There is no legal requirement for an employee to have a written contract of employment. However, under the Employment Rights Act 1996, an employee who is employed for a month or more must be given a written statement setting out the main terms of their employment. The statement must be provided within 2 months of the start of employment. In certain conditions, employees who do not receive a statement may be awarded up to 4 weeks’ pay as compensation.
Facts of the case
The Claimant worked at a hotel. When she complained about not getting her correct wage or an accurate pay slip, she was summarily dismissed. At the time of her dismissal she had worked at the hotel for just 6 weeks.
An employment tribunal upheld the Claimant’s complaint that she had been automatically unfairly dismissed because she had asserted a statutory right to receive a pay slip.

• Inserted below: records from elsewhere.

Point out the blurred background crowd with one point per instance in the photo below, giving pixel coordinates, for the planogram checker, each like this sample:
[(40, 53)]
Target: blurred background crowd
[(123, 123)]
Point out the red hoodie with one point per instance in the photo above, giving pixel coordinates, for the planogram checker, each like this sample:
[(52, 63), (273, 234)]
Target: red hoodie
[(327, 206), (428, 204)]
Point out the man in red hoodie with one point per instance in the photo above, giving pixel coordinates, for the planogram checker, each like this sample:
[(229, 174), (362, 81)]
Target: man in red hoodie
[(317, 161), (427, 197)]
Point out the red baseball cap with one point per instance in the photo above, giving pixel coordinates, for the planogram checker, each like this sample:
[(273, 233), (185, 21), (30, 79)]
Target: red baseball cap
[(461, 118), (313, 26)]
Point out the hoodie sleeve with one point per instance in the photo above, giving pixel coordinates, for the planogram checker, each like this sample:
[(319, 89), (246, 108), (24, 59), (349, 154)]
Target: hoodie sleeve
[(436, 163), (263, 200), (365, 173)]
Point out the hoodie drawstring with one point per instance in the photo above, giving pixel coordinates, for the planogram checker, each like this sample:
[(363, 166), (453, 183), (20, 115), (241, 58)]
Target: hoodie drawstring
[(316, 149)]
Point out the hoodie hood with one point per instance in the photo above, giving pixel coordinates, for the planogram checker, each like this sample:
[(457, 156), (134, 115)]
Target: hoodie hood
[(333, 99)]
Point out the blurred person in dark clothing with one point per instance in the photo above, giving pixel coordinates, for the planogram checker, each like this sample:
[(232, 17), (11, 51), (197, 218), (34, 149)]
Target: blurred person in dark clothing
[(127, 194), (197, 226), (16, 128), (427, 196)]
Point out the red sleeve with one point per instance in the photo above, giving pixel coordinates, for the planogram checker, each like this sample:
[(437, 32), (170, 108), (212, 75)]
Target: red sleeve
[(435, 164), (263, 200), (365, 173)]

However, it dismissed her additional claim for an award of 4 weeks’ pay for not having been given a statement of employment particulars, ruling that she was not entitled to a statement as her employment had ended before the employer had to provide the statement under the ERA 1996.

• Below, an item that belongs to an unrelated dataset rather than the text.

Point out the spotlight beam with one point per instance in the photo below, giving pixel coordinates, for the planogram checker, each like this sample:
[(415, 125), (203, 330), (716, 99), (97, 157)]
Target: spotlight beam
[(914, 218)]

The Claimant appealed. The EAT ruled that the tribunal was wrong. It said that employers must give a statement of employment particulars to any employee who has worked for them for a month, even if the employee’s employment ends before the time at which the employer must provide the statement. The Claimant was entitled to a statement and to an award of compensation for not having been given a statement.
Currently there is an exception to the right to receive a statement of employment particulars for employees who work for less than 1 month. That is due to be repealed on 6th April 2020. From then, every new worker, including agency staff and those on zero-hours contracts, will be entitled to a statement of their employment particulars from day one in their role.